Last Friday, the UN Basel Convention’s E-waste Africa Program reported their findings from studies in five West African countries (Benin, Côte d’Ivoire, Ghana, Liberia, and Nigeria) over the past three years. The report highlights the fact that poor African countries are not just helpless, unwitting victims of wealthier countries’ electronic trash. Africa, just like the rest of the world, has been catapulted into the information age—compared to ten years ago, ten times as many Africans have personal computers, and a hundred times as many have mobile phones.
From the report:
30% of the used EEE imported [into Ghana in 2009] was determined to be non-functioning (hence should have been defined as e-waste): half of this amount was repaired locally and sold to consumers and the other half was un-repairable.
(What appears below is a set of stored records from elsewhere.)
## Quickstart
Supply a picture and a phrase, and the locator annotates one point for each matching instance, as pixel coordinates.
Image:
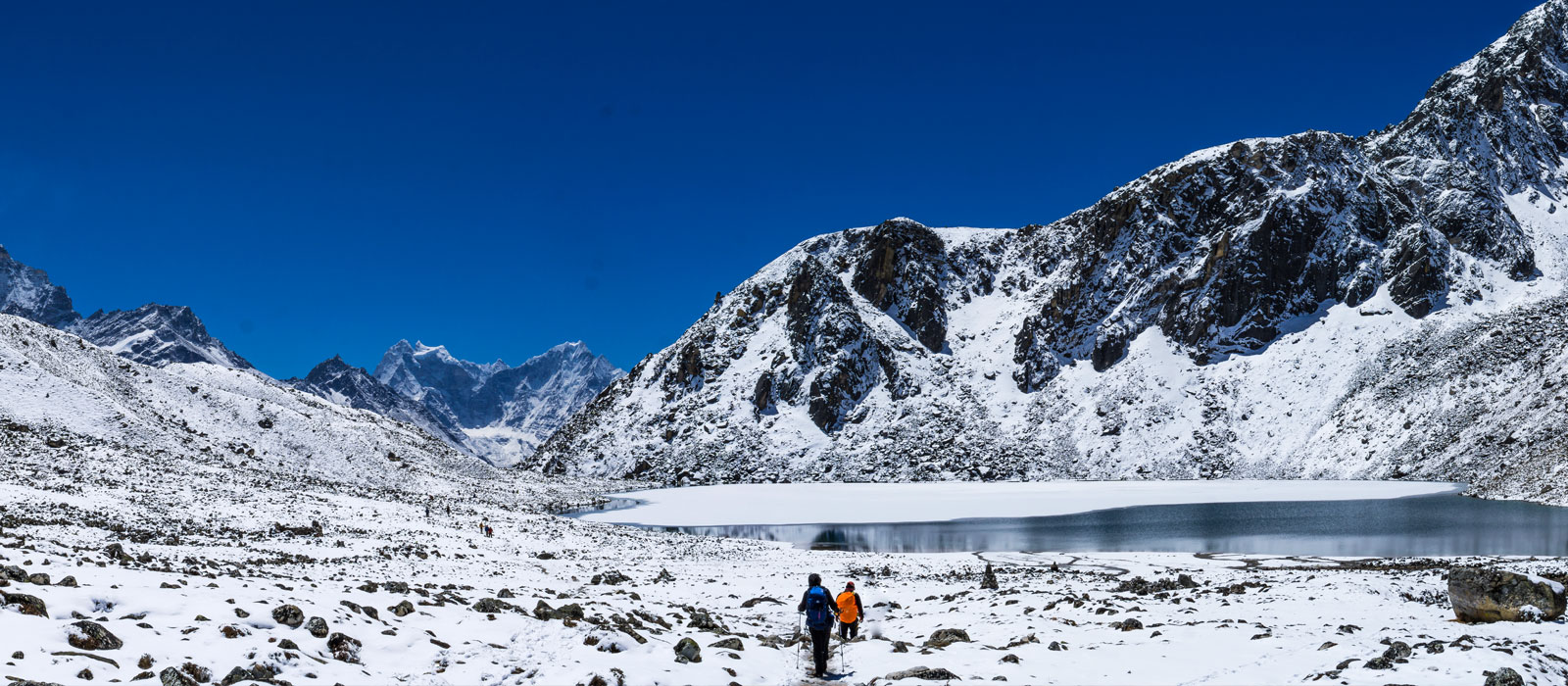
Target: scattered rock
(496, 607)
(73, 654)
(945, 638)
(289, 615)
(687, 651)
(172, 677)
(344, 647)
(1504, 677)
(729, 644)
(988, 578)
(93, 636)
(929, 674)
(25, 604)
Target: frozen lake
(1274, 517)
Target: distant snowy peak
(506, 411)
(353, 387)
(27, 292)
(62, 393)
(1233, 312)
(157, 335)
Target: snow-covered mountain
(504, 411)
(353, 387)
(1305, 306)
(65, 395)
(157, 335)
(28, 293)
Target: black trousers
(819, 649)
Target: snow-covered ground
(937, 502)
(208, 563)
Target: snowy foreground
(945, 502)
(208, 561)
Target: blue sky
(325, 178)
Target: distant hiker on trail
(819, 620)
(851, 612)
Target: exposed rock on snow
(1275, 308)
(27, 292)
(501, 413)
(1496, 596)
(157, 335)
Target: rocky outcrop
(1230, 314)
(353, 387)
(1496, 596)
(494, 411)
(157, 335)
(28, 293)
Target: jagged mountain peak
(157, 335)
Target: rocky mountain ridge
(504, 411)
(1223, 316)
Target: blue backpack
(817, 612)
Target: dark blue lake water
(1440, 525)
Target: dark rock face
(25, 292)
(906, 346)
(289, 615)
(25, 604)
(318, 627)
(157, 335)
(945, 638)
(830, 337)
(901, 272)
(533, 398)
(174, 677)
(687, 651)
(344, 647)
(1494, 596)
(1504, 677)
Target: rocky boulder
(289, 615)
(93, 636)
(344, 647)
(929, 674)
(1496, 596)
(25, 604)
(945, 638)
(687, 651)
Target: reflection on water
(1399, 526)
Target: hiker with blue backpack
(820, 612)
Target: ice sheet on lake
(943, 502)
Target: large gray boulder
(1496, 596)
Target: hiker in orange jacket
(851, 612)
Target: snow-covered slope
(353, 387)
(151, 334)
(1305, 306)
(504, 411)
(65, 395)
(27, 292)
(157, 335)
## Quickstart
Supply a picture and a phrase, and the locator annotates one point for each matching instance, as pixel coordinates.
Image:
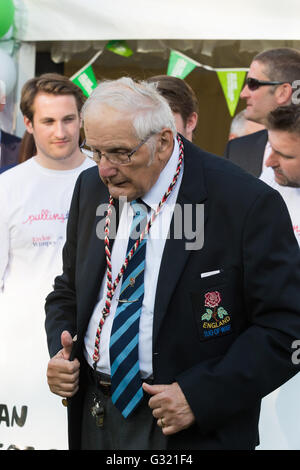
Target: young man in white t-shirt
(280, 411)
(35, 198)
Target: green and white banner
(120, 48)
(180, 65)
(85, 77)
(232, 81)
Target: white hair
(150, 112)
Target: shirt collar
(155, 194)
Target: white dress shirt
(154, 251)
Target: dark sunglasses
(254, 84)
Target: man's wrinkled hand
(170, 407)
(62, 374)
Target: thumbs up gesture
(62, 374)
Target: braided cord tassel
(112, 287)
It is unclear how much of the remaining imported used EEE functioned for a reasonable time after it was sold. This so called “near-end-of-life” equipment can be another major source of e-waste which was imported into West African countries as equipment but turned into waste in a relatively short time. However, it is assumed that in 2010 between 50 – 85% of e-waste was domestically generated out of the consumption of new or used EEE of good quality with a reasonable life-span. For the five selected West African countries, this is between 650,000 and 1,000,000 tonnes of domestic e-waste generated per annum, which at a certain point needs to be managed.
Controlling exports of WEEE from wealthy nations will not solve Africa’s e-waste problem. Rather, we need more reuse and repair worldwide, and better e-waste recycling practices within African countries.
Photo Credit: E-Waste Africa.
Comments
Good post. One point – the report says that material which was repaired (half of the 30 percent) “hence should have been defined as e-waste” is incorrect. The actual text of the Basel Convention specifically allows export for repair and refurbishment. http://retroworks.blogspot.com/2010/03/basel-convention-doesnt-say-that-does.html
Moreover, there is no distinction between repair under warranty (which would be legal in the PACE program and under HR2284) and non-warranty repair. This is a distinction which forces the contract manufactures – subcontractor factories – to take back only through name brands (Dell, HP, etc.) which require the goods to be sold back under their terms. It’s an anti-white-box manufacturing distinction. Your Fixers community should be able to follow what that means and who is making the distinction (whether I repair under warranty or repair on my own to resell on my own). It doesn’t exist in Basel Convention international law, and I wonder why it’s being created. Any ideas?